2014 GSA Annual Meeting in Vancouver, British Columbia (1922 October 2014)
Paper No. 25-4
Presentation Time: 8:45 AM-9:00 AM


VAUGHAN, R. Greg, U.S. Geological Survey, Astrogeology Science Center, 2255 N Gemini Dr, Flagstaff, AZ 86001, gvaughan@usgs.gov, KESZTHELYI, Laszlo P., US Geological Survey, Astrogeology Science Center, 2255 North Gemini Drive, Flagstaff, AZ 86001, and DAVIES, Ashley Gerard, Jet Propulsion Laboratory, ms 183-501, 4800 Oak Grove Drive, Pasadena, CA 91109

Earth and Jupiter’s moon, Io, are the only two bodies in the Solar System with known active silicate volcanism. While active eruptions can be observed on both bodies, on Io one is restricted to remote sensing data from the Voyager and Galileo spacecraft and Earth-based multispectral telescopic observations. This makes it difficult to determine one of the most basic parameters of an eruption: the temperature of the molten lava. The temperature information retrieved from remote sensing measurements indicates silicate volcanism on Io, but the characteristics of the measurements yield considerable uncertainty in the retrieved lava eruption temperatures – leaving equally large uncertainties in the composition of Io’s dominant magma (e.g., mafic or ultramafic).
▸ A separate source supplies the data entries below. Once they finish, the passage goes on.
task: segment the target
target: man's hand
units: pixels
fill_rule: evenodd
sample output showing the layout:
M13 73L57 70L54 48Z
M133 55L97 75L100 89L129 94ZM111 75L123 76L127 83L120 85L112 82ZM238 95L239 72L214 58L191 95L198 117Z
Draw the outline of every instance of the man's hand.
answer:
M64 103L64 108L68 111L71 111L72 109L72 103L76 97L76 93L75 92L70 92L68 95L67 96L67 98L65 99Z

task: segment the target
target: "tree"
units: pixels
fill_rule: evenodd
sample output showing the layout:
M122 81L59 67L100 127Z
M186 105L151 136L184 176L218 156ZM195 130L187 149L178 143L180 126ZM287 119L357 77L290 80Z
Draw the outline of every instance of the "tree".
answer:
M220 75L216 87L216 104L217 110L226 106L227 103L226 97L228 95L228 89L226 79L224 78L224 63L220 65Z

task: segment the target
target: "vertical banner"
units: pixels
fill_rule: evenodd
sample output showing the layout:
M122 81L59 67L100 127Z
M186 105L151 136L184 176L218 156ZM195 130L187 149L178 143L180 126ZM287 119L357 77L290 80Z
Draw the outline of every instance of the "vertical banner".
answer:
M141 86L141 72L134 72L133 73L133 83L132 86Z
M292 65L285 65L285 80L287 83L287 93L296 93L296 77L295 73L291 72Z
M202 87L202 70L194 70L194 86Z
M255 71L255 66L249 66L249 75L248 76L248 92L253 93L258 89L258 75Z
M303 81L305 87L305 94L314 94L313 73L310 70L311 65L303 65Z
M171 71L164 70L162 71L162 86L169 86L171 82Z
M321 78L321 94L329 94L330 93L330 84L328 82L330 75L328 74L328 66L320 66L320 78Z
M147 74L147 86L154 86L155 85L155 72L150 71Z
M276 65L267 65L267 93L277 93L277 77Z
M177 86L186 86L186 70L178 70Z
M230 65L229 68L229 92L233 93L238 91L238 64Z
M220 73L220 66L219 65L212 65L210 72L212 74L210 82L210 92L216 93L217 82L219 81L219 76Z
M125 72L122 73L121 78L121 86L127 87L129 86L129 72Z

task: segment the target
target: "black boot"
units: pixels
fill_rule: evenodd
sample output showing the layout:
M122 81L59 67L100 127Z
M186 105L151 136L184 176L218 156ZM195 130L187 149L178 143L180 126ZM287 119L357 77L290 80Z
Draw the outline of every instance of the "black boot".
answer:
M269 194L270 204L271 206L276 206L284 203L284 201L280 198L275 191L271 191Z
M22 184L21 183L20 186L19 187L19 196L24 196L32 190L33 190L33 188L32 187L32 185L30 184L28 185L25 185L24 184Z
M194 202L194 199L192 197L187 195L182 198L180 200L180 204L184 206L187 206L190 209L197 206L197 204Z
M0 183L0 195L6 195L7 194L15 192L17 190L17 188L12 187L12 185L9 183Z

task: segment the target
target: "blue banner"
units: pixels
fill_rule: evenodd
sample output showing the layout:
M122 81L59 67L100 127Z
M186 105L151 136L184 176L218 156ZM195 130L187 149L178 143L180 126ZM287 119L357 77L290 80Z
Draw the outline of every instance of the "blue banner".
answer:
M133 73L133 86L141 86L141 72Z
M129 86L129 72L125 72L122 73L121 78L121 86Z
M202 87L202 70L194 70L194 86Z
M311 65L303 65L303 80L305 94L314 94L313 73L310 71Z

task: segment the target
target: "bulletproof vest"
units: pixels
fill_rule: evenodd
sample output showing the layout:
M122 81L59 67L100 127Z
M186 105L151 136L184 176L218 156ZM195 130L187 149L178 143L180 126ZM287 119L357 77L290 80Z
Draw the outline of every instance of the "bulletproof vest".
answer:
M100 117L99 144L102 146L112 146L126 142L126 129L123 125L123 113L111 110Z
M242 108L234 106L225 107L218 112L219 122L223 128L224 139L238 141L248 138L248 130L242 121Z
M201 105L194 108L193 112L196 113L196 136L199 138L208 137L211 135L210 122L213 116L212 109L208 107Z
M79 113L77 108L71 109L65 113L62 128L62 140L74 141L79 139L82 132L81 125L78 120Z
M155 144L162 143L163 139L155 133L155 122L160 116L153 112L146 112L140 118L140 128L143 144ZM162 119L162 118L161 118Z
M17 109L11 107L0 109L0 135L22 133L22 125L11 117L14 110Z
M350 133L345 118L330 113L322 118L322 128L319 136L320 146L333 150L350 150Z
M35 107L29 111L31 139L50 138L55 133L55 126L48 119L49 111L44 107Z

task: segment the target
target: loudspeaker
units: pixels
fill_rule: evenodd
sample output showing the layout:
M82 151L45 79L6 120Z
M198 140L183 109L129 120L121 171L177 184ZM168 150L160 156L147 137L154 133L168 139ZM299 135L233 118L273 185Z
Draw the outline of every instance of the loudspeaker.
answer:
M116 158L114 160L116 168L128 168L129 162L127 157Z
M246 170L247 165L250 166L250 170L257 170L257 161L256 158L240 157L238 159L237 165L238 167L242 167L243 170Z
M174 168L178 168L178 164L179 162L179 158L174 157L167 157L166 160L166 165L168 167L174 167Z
The problem is that remote sensing only measures the surface temperature, and newly exposed molten lava cools very rapidly. Furthermore, the cooling rate is highly dependent on the style of volcanic activity (ranging from 100 to 500 °C/s for lava flows to fine pyroclasts). Thus the observations (usually multispectral) from which the temperature is estimated must be completed very quickly. The Galileo Solid State Imaging experiment obtained data at different wavelengths, often minutes apart. Each measured channel may, therefore, may have observed lava at a significantly different temperature. Our goal is to quantify the uncertainty in temperatures derived from data collected over different time spans. The ultimate objective is to provide quantitative design constraints on a new instrument for measuring eruption temperatures on Io.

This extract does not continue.